Beirut is an evocative city even when you’ve only seen it in its worse moments. In yesterday’s New York Times, Roger Cohen waxes nostalgic about Beirut of a quarter-century ago, and in today’s Ha’aretz, Yehuda Ben-Meir praises Israel’s restraint in not invading the city back in the first Lebanon War. I was probably in Beirut at the same time Cohen was, so I’d like to join the party.
I was two days into Hell Week, the first chapter of my infantry NCO course, when helicopters appeared out of nowhere. We had barely slept for two nights, had eaten little, and were caked with the mud stirred up by a persistent late-winter downpour. Within a few minutes we threw our gear together and lugged it into the choppers that flew us to Tyre.

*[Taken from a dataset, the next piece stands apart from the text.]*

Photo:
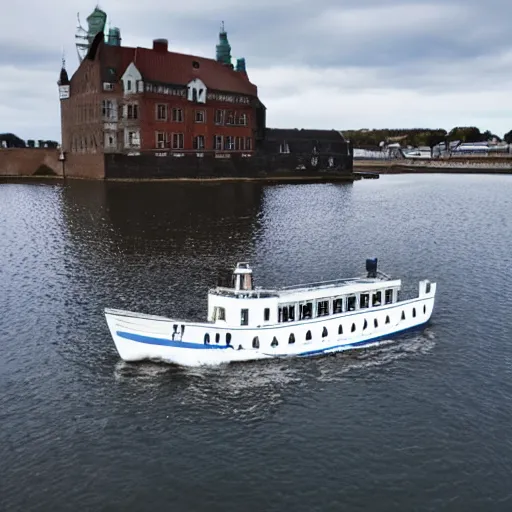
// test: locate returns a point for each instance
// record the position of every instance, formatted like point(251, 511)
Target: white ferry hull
point(143, 337)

Israel had been in Lebanon for six and half months then and the quick victory and new Middle East that Defense Minister Ariel Sharon had promised had not materialized. The IDF had begun a long and intractable occupation of all of southern Lebanon–including the southern neighborhoods of Beirut. Ben-Meir, who as a parliamentarian for the National Religious Party, was a member of the governing coalition at the time, is not accurate in his description of events. Israeli forces entered the Lebanese capital at the beginning of the war. The restraint he speaks of was not pressing further into the northern and western sectors of the city, where Cohen was, where Arafat and the PLO leadership had been until they were, as Ben-Meir describes, forced to leave.